How to develop “robust talent pipelines and same-day succession plans”
I agree with Bill Conaty and Ram Charan that Steve Jobs is the archetypical “talent master.” Few others possess his combination of intelligence, temperament, energy, and determination (indeed tenacity) when the objective is to sustain generation of what Jobs characterizes as “insanely great ideas,” then dominate markets with the products those ideas suggest.
However, all of us can be “more like Steve” if we are willing to become more astute in terms of (a) identifying a person’s talent more precisely than can most other people by observing and listening; (b) strengthen our abilities through constant and intense practice; (c) make better judgments by mastering what Roger Martin characterizes as integrative thinking: “the predisposition and the capacity to hold two [or more] diametrically opposed ideas” in his head and then “without panicking or simply settling for one alternative or the other” to “produce a synthesis that is superior to either opposing idea”; and (d) master, also, their people skills when involved in various social processes and interactions.

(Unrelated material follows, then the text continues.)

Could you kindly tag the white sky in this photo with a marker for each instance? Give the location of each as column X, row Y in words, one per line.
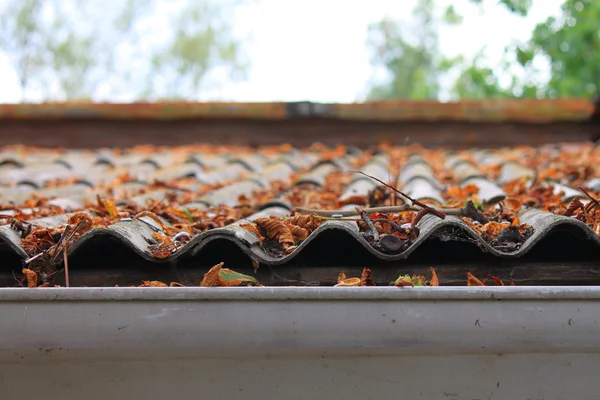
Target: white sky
column 316, row 49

Whereas Steve Jobs is the archetypical “talent master,” General Electric is the archetypical “talent master” organization. “When a valued leader does leave the fold – even one who may seem indispensable at the moment – the people in charge know what to do. They understand the business, know the candidates’ strengths and development needs [not weaknesses], and are well prepared to fill the slot with the right match quickly – even in a matter of hours. The goal is clear: no pause, no time for people to commiserate, no laxity in decision making, and no opportunity for the competition to poach talent.”
Conaty and Charan provide an excellent example. “When Larry Johnston resigned [to become CEO of Albertson’s], GE set itself a new record for speed, naming his successor and three others down the line in half a day and announcing the changes before the day was over. That performance has been the model to shoot for ever since. GE does not allow a top leadership vacuum to exist, even for a day.” The institutional response to Johnston’s unexpected resignation was possible only because GE had (and continues to have) “robust talent pipelines and same-day succession plans” in place and operational. The rapid response also demonstrates “the strength and power of the GE system of talent mastery, one centered on the Session C system.
Robust talent pipelines, C Sessions, and same-day succession plans are worthless without people who know how to make the most effective use of them. The development of talent therefore requires the mastery of skills needed to sustain that development. The ever-practical Conaty and Charan identify five specific organizational How-To’s:
1. Get all senior leaders centrally engaged in talent recognition and selection
2. Hire for demonstrated leadership, not just for credentials
3. Learn as much as possible about values and behavior before hiring
4. Be humble enough to hire “outsiders” but ensure cultural assimilation
5. Be totally honest about who has greatest leadership potential
They also identify five specific How-To’s for the individual:
1. Make talent development an obsession
2. Drill down deep to the specifics of each person’s talents and potentiality
3. Give frequent, honest, and specific feedback
4. Make talent development a core competency with strict accountability
5. Provide intellectual challenges and opportunities for continuous personal growth and professional development
I presume to suggest that an extended metaphor, “gardening,” is instructive in this context: establish a culture of rich “soil” that has sufficient sunlight and moisture; plant the best “seeds” and then nourish them; prune, relocate, or remove one or more, if necessary; and meanwhile protect the garden as “plant” growth continues.
Talent is a resource, an asset, not a title or position. Most knowledge transfers in any workplace occur informally during interactions between and among those involved. To varying degree, each person should be both a “teacher” and a “student.” That is why this book can be immensely valuable to those who have supervisory responsibilities as well as to those entrusted to their care.